Torrance Promenade
- Location: Torrance, California, United States
- Coordinates: 33°51′11″N 118°21′8″W﻿ / ﻿33.85306°N 118.35222°W
- Address: 20038 Hawthorne Boulevard
- Opened: 1972; 54 years ago
- Previous names: Old Towne
- Developer: Lincoln Realty Old Town
- Management: Kimco Realty
- Owner: Kimco Realty
- Architect: Jenkins & Greist
- Stores: 140+ (Old Towne) 50+ (Promenade)
- Anchor tenants: 10
- Floor area: 314,804 square feet (29,246.2 m^{2}) (Old Towne) 270,749 square feet (25,153.4 m^{2}) (Torrance Promenade)

= Torrance Promenade =

Torrance Promenade, formerly Old Towne, is a shopping mall in Torrance, California, United States. The original Old Towne mall built in 1972 featured a mix of shopping, amusement and entertainment. The property was converted to a strip mall in 1989 and renamed Torrance Promenade.

==History==
The mall was built in 1972 by Lincoln Realty Old Town, a partnership of Mik Brindle, Clifford A. Hemmerling, and Southern California Financial Corp. Jenkins & Greist were the mall's architects. Old Towne was built with space for up to 140 tenants along a brick-lined central concourse, with Kmart as the sole anchor store. Features of the mall included an antique carousel, two dark rides, a movie theater, a gazebo for live performances, and balconies from which entertainers such as jazz bands and barbershop quartets could perform. One section of the mall was called "Artisan's Way", and was dedicated to crafters, silversmiths, and glass blowers.

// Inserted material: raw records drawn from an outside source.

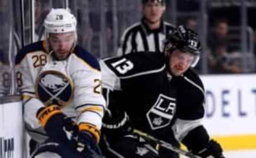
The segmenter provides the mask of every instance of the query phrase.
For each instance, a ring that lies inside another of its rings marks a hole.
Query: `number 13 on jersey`
[[[111,65],[121,74],[125,74],[133,68],[133,64],[126,58],[122,58]]]

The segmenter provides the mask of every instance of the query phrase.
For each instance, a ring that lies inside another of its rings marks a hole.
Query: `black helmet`
[[[142,4],[145,4],[149,2],[154,3],[161,3],[161,4],[163,5],[165,5],[165,0],[141,0],[141,3],[142,3]]]
[[[178,49],[195,56],[196,61],[191,65],[193,67],[199,60],[201,45],[198,34],[183,25],[178,26],[167,34],[164,47],[166,53],[171,53],[174,50]]]

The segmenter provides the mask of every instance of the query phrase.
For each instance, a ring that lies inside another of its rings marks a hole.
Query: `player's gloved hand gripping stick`
[[[158,139],[156,138],[155,138],[154,137],[145,133],[143,131],[141,131],[139,130],[134,129],[133,129],[133,133],[134,134],[138,135],[140,136],[141,136],[145,138],[146,139],[148,140],[150,140],[150,141],[153,141],[156,142],[157,143],[158,143],[160,146],[165,147],[167,149],[170,150],[174,152],[176,152],[177,153],[182,154],[183,155],[185,155],[186,156],[188,156],[188,157],[190,158],[203,158],[202,157],[200,157],[199,156],[197,156],[194,155],[191,152],[185,151],[184,150],[182,150],[178,147],[173,146],[172,144],[168,143],[167,142],[165,142],[162,140]]]

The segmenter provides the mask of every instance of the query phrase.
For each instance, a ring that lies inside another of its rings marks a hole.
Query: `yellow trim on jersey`
[[[28,100],[31,98],[33,97],[28,95],[21,95],[21,100]]]
[[[241,150],[256,150],[256,135],[212,136],[220,143],[224,151]],[[186,150],[185,145],[181,148]]]
[[[221,144],[224,151],[256,149],[256,135],[213,136],[213,138]]]
[[[96,126],[86,123],[81,123],[79,125],[79,131],[83,130],[88,131],[92,134],[95,137],[97,143],[99,143],[100,138],[100,131],[97,129]]]
[[[83,108],[81,110],[82,112],[84,112],[86,111],[98,111],[100,112],[103,112],[102,108],[98,106],[96,107],[95,106],[93,107]]]
[[[62,112],[58,106],[52,105],[46,107],[41,111],[37,116],[37,119],[42,127],[44,127],[49,119],[53,115],[57,113],[61,113]]]
[[[79,59],[79,60],[81,61],[81,63],[82,64],[83,64],[84,65],[85,65],[85,66],[86,66],[87,67],[88,67],[89,68],[90,68],[90,69],[91,69],[92,71],[97,71],[97,72],[100,72],[100,71],[94,68],[93,67],[92,67],[91,65],[90,65],[89,64],[88,64],[88,63],[87,63],[86,62],[85,62],[84,60],[83,60],[83,59],[79,58],[79,57],[78,57],[75,54],[73,53],[73,54],[74,55],[74,57],[75,58],[76,58],[77,59]]]

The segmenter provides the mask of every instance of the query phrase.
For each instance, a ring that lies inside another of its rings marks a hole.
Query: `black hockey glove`
[[[212,156],[210,157],[213,158],[225,158],[222,155],[222,148],[220,145],[212,139],[210,141],[204,148],[199,152],[193,153],[203,158],[206,158],[210,156]]]
[[[41,108],[37,117],[48,136],[64,143],[74,143],[73,137],[77,135],[78,127],[62,113],[59,106]]]
[[[77,151],[83,157],[102,157],[101,151],[94,136],[89,132],[83,131],[78,135]]]

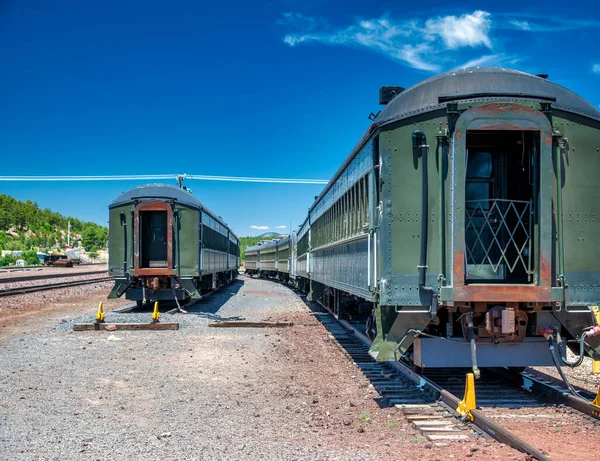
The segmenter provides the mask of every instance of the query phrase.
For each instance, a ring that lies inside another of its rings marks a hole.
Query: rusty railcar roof
[[[435,75],[413,85],[392,99],[374,124],[381,127],[444,108],[448,102],[473,99],[549,102],[553,108],[600,121],[600,112],[592,104],[542,77],[502,67],[473,67]]]
[[[449,102],[474,100],[548,102],[553,108],[600,121],[600,111],[592,104],[573,91],[537,75],[503,67],[471,67],[434,75],[399,93],[377,114],[310,210],[313,210],[360,149],[380,128],[419,114],[444,109]]]
[[[180,187],[171,186],[169,184],[145,184],[143,186],[135,187],[119,195],[116,199],[112,201],[108,208],[115,208],[117,206],[126,205],[127,203],[133,203],[135,200],[144,199],[174,200],[175,202],[180,203],[182,205],[187,205],[191,208],[202,210],[204,213],[209,215],[219,224],[225,226],[229,230],[229,232],[231,232],[229,226],[225,224],[225,222],[221,218],[219,218],[219,216],[213,213],[210,210],[210,208],[204,206],[204,204],[196,197],[194,197],[190,192],[188,192],[185,189],[181,189]],[[231,233],[233,234],[233,232]]]

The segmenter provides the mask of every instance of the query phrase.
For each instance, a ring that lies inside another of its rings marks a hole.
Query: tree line
[[[72,242],[81,240],[86,250],[105,248],[108,228],[93,222],[63,216],[49,208],[41,209],[36,202],[22,202],[0,194],[0,249],[48,250],[67,244],[67,227],[71,223]]]

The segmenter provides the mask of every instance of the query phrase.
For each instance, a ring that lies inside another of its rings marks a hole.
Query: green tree
[[[81,234],[81,244],[86,251],[90,251],[97,241],[98,234],[95,227],[89,226],[83,231],[83,234]]]
[[[28,266],[40,265],[40,259],[37,257],[37,251],[35,250],[26,251],[23,253],[23,256],[21,256],[21,259],[24,259]]]
[[[15,264],[15,261],[16,259],[10,255],[2,256],[2,258],[0,258],[0,266],[13,266]]]

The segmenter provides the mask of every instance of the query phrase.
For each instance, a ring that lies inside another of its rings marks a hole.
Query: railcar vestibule
[[[538,131],[467,132],[466,283],[531,283]]]

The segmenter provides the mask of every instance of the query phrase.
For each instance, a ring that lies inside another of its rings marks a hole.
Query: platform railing
[[[467,200],[465,205],[465,236],[471,236],[465,241],[467,264],[476,271],[491,267],[495,274],[501,266],[531,274],[532,201]]]

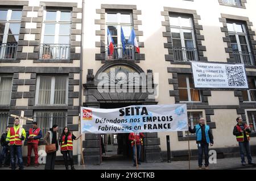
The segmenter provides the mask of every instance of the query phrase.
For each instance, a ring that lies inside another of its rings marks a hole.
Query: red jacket
[[[139,134],[136,133],[136,145],[143,145],[143,138],[144,137],[144,134],[142,133],[139,133]],[[134,145],[134,133],[131,133],[129,134],[129,139],[131,141],[131,146],[133,146]]]

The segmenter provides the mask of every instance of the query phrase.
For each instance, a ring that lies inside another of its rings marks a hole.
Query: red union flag
[[[82,120],[90,120],[92,119],[92,111],[89,110],[82,110]]]

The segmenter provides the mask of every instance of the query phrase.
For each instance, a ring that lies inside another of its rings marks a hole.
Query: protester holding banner
[[[10,146],[11,154],[11,170],[16,169],[15,158],[18,158],[18,165],[19,170],[23,170],[23,160],[22,159],[22,141],[26,138],[26,131],[24,128],[21,128],[19,125],[19,119],[16,117],[14,119],[13,127],[10,128],[8,132],[6,141]],[[19,129],[21,129],[21,135],[19,134]],[[17,157],[16,157],[16,156]]]
[[[251,130],[246,124],[243,123],[243,120],[241,117],[237,118],[237,124],[234,127],[233,134],[236,136],[237,141],[239,143],[242,165],[245,166],[245,153],[246,152],[248,164],[254,165],[255,163],[253,163],[251,158],[249,144],[249,133],[251,132]]]
[[[209,144],[213,145],[213,136],[210,131],[209,125],[205,125],[205,120],[203,117],[200,119],[200,123],[196,125],[192,129],[188,125],[188,130],[191,133],[196,133],[196,143],[198,148],[199,169],[202,169],[203,155],[204,152],[205,169],[209,169]]]
[[[42,133],[41,129],[38,128],[37,125],[38,123],[36,121],[34,121],[32,123],[32,128],[28,130],[28,133],[27,134],[27,167],[28,167],[30,165],[32,149],[34,150],[34,153],[35,153],[34,166],[37,167],[39,165],[39,163],[38,163],[38,144],[39,143],[40,139],[42,137]]]
[[[8,142],[6,140],[9,130],[10,127],[7,126],[5,132],[3,133],[1,136],[1,143],[2,149],[0,155],[0,167],[2,167],[3,162],[6,166],[10,166],[10,146],[8,146]]]
[[[58,134],[58,125],[55,124],[52,128],[46,133],[44,136],[44,140],[46,145],[49,145],[51,144],[55,144],[56,151],[52,153],[47,153],[46,155],[46,163],[45,165],[45,170],[54,170],[55,166],[55,159],[56,151],[59,147],[59,134]]]
[[[68,154],[71,170],[76,170],[74,167],[74,161],[73,159],[73,140],[77,140],[81,136],[82,134],[80,134],[78,137],[76,137],[69,132],[67,127],[64,127],[63,129],[63,131],[60,136],[60,150],[63,154],[66,170],[68,170]]]
[[[131,145],[133,148],[133,166],[136,166],[136,149],[137,150],[137,162],[138,165],[141,165],[141,145],[143,145],[143,138],[144,134],[142,133],[131,133],[129,134],[129,140],[131,141]],[[136,144],[136,146],[135,146]]]

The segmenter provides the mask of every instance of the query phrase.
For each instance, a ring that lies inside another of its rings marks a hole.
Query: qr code
[[[226,66],[226,72],[229,86],[246,86],[246,79],[242,66]]]

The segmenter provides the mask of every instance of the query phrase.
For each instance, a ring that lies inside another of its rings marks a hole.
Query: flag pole
[[[188,140],[188,170],[190,170],[190,142]]]
[[[79,116],[79,126],[80,126],[80,132],[79,133],[80,133],[81,134],[81,130],[82,130],[82,129],[81,129],[81,116]],[[85,134],[84,134],[84,136],[85,136]],[[83,154],[83,153],[82,153],[82,136],[81,136],[81,138],[80,138],[80,151],[81,151],[81,161],[82,161],[82,162],[81,162],[81,165],[84,166],[84,168],[85,168],[85,163],[84,163],[84,154]]]
[[[138,170],[138,159],[137,159],[137,146],[136,144],[136,134],[135,133],[134,133],[134,138],[135,138],[135,155],[136,155],[136,167]]]

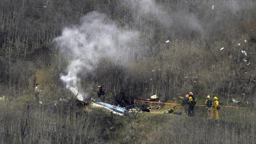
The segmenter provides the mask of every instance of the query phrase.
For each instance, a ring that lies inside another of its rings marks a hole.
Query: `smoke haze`
[[[62,35],[56,39],[62,53],[69,61],[67,75],[61,74],[60,79],[67,88],[78,99],[88,98],[84,90],[81,88],[80,73],[92,70],[94,66],[102,58],[122,60],[129,56],[128,51],[138,33],[122,29],[111,23],[104,14],[91,12],[84,17],[81,24],[66,28]]]

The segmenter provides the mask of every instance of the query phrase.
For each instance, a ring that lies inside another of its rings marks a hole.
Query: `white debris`
[[[241,51],[241,52],[242,52],[242,54],[244,54],[245,56],[247,56],[247,53],[246,53],[246,52],[245,50],[242,50]]]
[[[5,97],[5,96],[4,96],[0,98],[0,100],[4,100],[4,97]]]
[[[151,99],[157,99],[159,97],[156,95],[156,94],[155,94],[154,95],[150,96],[150,98]]]
[[[232,102],[233,102],[235,103],[238,103],[238,102],[240,102],[240,101],[236,100],[233,98],[231,98],[231,100],[232,101]]]

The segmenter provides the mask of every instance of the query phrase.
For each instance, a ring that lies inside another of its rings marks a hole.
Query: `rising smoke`
[[[79,74],[85,74],[102,58],[122,60],[129,56],[128,51],[136,43],[138,33],[118,28],[106,16],[91,12],[83,17],[80,25],[65,28],[56,39],[62,53],[68,60],[67,74],[61,74],[66,87],[80,100],[88,98],[81,88]]]

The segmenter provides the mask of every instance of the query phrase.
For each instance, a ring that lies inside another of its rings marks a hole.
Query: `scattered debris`
[[[158,97],[158,96],[156,95],[156,94],[155,94],[155,95],[154,95],[154,96],[150,96],[150,98],[151,98],[151,99],[155,99],[158,98],[159,98],[159,97]]]
[[[177,115],[182,115],[182,111],[179,111],[177,112],[173,112],[174,114],[177,114]]]
[[[172,108],[170,110],[165,110],[164,112],[164,114],[171,114],[172,112],[173,112],[173,109]]]
[[[246,52],[245,51],[242,50],[241,52],[242,54],[244,54],[245,56],[247,56],[247,54],[246,53]]]
[[[5,96],[4,96],[2,97],[1,97],[0,98],[0,100],[4,100],[4,98],[5,97]]]
[[[238,103],[238,102],[240,102],[240,101],[236,100],[233,98],[231,98],[231,100],[232,101],[232,102],[233,102],[235,103]]]
[[[159,108],[161,108],[161,106],[157,106],[156,107],[155,107],[154,108],[155,109],[159,109]]]
[[[118,106],[102,102],[97,102],[95,100],[91,103],[93,107],[99,107],[105,109],[108,111],[114,114],[123,116],[125,113],[127,112],[127,110]]]
[[[59,100],[58,101],[56,101],[56,100],[55,100],[55,102],[54,103],[54,106],[56,106],[57,105],[58,105],[59,104],[62,104],[68,103],[69,102],[69,101],[68,101],[68,100],[67,100],[66,99],[64,99],[64,98],[60,98],[60,100]]]

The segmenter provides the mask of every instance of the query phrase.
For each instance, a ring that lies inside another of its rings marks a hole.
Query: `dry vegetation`
[[[134,10],[134,1],[0,0],[0,97],[6,96],[0,101],[0,143],[254,143],[256,3],[222,1],[156,0],[175,22],[166,26],[155,16],[136,15],[141,12]],[[210,10],[213,3],[215,12]],[[231,105],[235,98],[241,101],[238,106],[251,108],[222,109],[218,124],[200,108],[192,118],[142,114],[135,121],[81,110],[60,80],[68,62],[54,40],[92,11],[106,14],[120,28],[138,31],[145,44],[127,65],[102,59],[82,75],[83,87],[100,84],[108,102],[155,94],[165,101],[191,91],[200,102],[210,94]],[[193,23],[185,21],[189,18],[198,20],[203,31],[188,24]],[[43,90],[37,109],[36,83]],[[71,102],[54,106],[60,98]]]

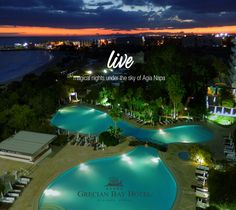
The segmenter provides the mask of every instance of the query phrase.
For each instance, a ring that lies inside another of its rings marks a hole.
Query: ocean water
[[[52,58],[52,54],[43,50],[0,51],[0,84],[19,79]]]

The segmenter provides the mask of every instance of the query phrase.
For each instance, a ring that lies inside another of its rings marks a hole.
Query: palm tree
[[[112,107],[112,109],[110,110],[110,116],[114,121],[114,127],[115,127],[115,132],[114,135],[117,137],[117,133],[118,133],[118,128],[117,128],[117,121],[122,117],[123,113],[122,110],[120,108],[120,106],[118,105],[114,105]]]

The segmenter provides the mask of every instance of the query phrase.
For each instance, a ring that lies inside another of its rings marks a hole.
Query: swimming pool
[[[105,112],[87,107],[70,106],[60,109],[51,120],[52,125],[73,132],[94,134],[114,126],[112,118]],[[154,143],[202,143],[213,138],[213,133],[200,125],[184,125],[163,130],[138,128],[124,120],[117,122],[122,134]]]
[[[155,149],[88,161],[62,173],[44,190],[39,209],[169,210],[177,187]]]

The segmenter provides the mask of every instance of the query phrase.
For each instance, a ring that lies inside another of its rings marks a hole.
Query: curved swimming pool
[[[62,173],[44,190],[39,209],[169,210],[176,182],[153,148],[88,161]]]
[[[114,122],[109,114],[87,106],[70,106],[60,109],[51,120],[52,125],[73,132],[94,134],[106,131]],[[154,143],[202,143],[213,138],[213,133],[200,125],[184,125],[163,130],[139,128],[119,120],[122,134]]]

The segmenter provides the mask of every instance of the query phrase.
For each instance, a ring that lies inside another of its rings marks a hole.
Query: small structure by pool
[[[39,209],[169,210],[176,182],[153,148],[71,168],[44,190]]]
[[[0,143],[0,157],[37,163],[51,153],[49,144],[56,135],[20,131]]]
[[[87,106],[70,106],[60,109],[52,118],[51,123],[67,131],[94,135],[114,126],[109,114]],[[117,124],[123,135],[153,143],[201,143],[213,138],[213,133],[200,125],[184,125],[157,130],[138,128],[124,120],[119,120]]]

The mall could not effectively compete with nearby Del Amo Fashion Center and the South Bay Galleria. By 1982, the owners remodeled the mall for $3.8 million remodel and added two big box anchors, Marshalls and Dayton Hudson’s then-new clothing store Plums, which opened in September 1983. The name was changed to Old Town Place. The Federated Group electronics store closed in 1989; the electronics and appliance store Silo replaced it but went out of business in 1995.

==Conversion to power center==
By 1989 the 314804 sqft mall was roughly a third vacant and the city approved its conversion to an outdoor power center format by its then-owners, BPT Torrance Associates. Only the carousel remained from the earlier attractions after the 1990 remodel. In 1994, the carousel was moved to the Eastwood Mall in Niles, Ohio. The center was renamed first Torrance Citiplex, then Torrance Promenade. Trader Joe’s was added in November 2002.

As of 2020, Torrance Promenade is owned by Kimco Realty, featuring Walmart Neighborhood Market (formerly Kmart), Ashley HomeStore (formerly Kmart and Orchard Supply Hardware), HomeGoods (formerly Kmart), Ross Dress for Less, Burlington (formerly Levitz Furniture and Sears Outlet), UFC Gym (formerly Linens N Things), Boot Barn (formerly Silo Electronics and Office Depot), Bob's Discount Furniture (formerly Sam Ash Music), and Marshalls among its tenants.